Along the coast towards east of Malaga, there are dozens of restaurants and beach restaurants (chiringuitos), some are very basic and quite inexpensive, but with a lot of atmosphere, since the locals tend to visit these restaurants.
One of the most famous is El Tintero, where there is no menu, the chefs prepare different dishes that the waiter carries while they sing out what the dish is, and on your signal leave a plate at your table. The different shape of the plates informs you of the price of the dish. At the end of the meal the waiter prepare your bill by counting the number of plates in the various shapes on your table.
Malaga has many kinds of restaurants, from the various regions of Spain, as well as a wide range of international restaurants. Also there are restaurants in most price levels and quality.
The Malaga wine, which is the local wine, is sweet, and does not go well with food, but as a drink on its own it can be quite pleasant. If you want red wine (vino tinto) with your meal, wines from Rioja or Ribera del Duero can be good choices.

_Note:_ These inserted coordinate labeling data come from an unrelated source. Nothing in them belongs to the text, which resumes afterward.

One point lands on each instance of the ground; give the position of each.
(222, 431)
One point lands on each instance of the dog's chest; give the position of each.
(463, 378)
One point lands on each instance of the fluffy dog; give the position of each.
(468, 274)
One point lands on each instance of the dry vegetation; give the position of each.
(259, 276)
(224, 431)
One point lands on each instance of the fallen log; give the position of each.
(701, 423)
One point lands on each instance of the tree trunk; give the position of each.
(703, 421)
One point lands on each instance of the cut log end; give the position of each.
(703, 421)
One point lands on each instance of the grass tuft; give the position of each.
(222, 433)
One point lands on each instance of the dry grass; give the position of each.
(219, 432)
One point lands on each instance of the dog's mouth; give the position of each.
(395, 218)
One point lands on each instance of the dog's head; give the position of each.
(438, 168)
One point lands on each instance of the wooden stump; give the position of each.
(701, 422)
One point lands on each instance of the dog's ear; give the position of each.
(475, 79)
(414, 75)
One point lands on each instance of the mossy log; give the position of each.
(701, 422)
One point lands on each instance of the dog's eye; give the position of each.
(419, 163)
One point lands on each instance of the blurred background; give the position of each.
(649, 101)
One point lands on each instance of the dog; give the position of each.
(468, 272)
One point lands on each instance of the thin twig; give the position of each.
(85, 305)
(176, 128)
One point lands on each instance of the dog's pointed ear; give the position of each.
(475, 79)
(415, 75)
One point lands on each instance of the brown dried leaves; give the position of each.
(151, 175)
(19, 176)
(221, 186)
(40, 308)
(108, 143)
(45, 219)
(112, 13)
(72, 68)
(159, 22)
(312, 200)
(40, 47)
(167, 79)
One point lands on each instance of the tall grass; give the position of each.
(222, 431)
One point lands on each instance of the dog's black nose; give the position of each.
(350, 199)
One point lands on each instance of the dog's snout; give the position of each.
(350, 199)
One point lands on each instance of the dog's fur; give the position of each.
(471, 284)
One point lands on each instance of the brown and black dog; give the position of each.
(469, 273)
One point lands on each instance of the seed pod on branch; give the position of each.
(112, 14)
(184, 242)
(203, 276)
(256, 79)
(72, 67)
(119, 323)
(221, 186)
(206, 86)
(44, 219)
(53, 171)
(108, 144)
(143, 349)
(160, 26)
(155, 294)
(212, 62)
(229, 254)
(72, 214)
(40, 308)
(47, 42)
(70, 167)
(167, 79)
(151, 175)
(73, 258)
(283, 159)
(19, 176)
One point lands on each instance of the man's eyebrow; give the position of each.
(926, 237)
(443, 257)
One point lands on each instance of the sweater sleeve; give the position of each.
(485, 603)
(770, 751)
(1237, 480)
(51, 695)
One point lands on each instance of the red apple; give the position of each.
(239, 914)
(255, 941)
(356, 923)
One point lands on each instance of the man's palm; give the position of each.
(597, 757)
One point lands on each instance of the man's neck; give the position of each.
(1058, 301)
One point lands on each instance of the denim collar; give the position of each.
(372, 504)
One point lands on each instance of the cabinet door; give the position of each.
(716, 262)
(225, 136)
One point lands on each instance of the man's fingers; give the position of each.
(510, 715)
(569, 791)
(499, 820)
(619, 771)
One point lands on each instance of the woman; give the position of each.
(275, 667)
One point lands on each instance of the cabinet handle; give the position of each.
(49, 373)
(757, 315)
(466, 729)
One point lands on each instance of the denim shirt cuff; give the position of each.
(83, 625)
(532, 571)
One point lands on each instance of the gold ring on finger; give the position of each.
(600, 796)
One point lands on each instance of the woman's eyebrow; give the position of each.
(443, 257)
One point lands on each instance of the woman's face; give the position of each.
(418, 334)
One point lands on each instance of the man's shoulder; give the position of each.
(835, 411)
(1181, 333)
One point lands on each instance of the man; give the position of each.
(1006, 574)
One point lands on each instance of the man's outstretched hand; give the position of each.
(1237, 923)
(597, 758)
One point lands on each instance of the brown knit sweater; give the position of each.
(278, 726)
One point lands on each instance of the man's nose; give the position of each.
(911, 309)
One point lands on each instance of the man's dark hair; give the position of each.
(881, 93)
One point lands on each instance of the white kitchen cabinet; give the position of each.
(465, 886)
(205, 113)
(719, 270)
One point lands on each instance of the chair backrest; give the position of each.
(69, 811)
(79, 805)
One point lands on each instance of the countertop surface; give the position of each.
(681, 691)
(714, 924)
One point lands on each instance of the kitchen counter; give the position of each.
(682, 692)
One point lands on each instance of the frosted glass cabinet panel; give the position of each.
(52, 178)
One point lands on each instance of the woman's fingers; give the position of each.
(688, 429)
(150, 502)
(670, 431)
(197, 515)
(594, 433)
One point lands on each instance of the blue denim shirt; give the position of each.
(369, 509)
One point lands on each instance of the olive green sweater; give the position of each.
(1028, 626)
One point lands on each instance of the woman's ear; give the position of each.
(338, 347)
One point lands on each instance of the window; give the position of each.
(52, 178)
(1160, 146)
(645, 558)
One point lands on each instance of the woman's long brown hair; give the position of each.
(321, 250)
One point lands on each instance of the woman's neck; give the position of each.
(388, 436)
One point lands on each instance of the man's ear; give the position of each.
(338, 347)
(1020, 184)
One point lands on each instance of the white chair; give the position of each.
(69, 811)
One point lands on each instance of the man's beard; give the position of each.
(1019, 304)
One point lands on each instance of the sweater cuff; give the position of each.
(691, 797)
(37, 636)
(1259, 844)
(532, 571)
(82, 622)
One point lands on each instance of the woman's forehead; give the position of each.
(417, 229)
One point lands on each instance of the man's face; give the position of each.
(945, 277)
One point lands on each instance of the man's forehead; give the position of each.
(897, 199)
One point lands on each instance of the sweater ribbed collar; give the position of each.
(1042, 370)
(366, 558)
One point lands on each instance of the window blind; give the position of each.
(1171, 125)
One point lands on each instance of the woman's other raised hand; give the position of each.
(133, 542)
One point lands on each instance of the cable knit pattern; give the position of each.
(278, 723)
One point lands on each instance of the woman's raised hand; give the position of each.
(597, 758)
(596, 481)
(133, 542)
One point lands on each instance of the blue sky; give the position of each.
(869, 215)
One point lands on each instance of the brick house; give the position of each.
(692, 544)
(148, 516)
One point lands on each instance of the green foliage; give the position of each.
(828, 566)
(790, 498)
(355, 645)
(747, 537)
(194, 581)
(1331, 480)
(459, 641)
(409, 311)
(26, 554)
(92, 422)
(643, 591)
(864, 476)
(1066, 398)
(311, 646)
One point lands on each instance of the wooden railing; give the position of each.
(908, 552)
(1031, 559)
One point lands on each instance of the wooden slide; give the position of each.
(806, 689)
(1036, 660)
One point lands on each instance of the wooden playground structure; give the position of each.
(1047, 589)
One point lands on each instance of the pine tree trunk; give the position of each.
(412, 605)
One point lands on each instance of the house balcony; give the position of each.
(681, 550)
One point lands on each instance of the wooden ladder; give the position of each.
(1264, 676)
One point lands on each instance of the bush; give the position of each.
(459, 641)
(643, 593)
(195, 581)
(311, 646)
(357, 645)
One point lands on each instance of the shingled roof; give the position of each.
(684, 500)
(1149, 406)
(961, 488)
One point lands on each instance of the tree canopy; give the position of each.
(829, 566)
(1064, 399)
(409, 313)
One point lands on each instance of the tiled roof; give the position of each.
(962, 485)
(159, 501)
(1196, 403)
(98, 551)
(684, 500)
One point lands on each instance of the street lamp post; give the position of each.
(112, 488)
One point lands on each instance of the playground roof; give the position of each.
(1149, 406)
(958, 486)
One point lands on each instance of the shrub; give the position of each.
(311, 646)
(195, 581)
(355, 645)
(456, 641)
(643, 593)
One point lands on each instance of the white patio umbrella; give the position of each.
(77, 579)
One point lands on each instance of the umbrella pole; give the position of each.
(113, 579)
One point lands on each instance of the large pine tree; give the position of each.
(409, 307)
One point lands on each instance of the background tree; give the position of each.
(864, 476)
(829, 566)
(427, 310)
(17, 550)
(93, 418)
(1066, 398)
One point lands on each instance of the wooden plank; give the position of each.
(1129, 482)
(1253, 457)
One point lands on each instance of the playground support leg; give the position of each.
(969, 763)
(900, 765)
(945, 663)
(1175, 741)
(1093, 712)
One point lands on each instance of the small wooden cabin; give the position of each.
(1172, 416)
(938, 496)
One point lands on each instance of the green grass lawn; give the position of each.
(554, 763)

The most typical thing to eat in Malaga is espetos, sardines in a stick grilled over a fire, and pescaíto frito, with are all types of deep fried fish, from bocarones (anchovies) to calamares (squid). Other popular dishes are Gazpacho Andaluz (a cold spicy tomato soup), Paella Marisco (paella with fish and seafood) and Jamon which is aged, smoked ham.
Like the rest of Spain people eat rather late. Lunch would normally be between 2:30pm and 4pm, dinner from around 9pm and until midnight. Most Spanish people will not start dinner until 10pm, and in the summer it would often be later.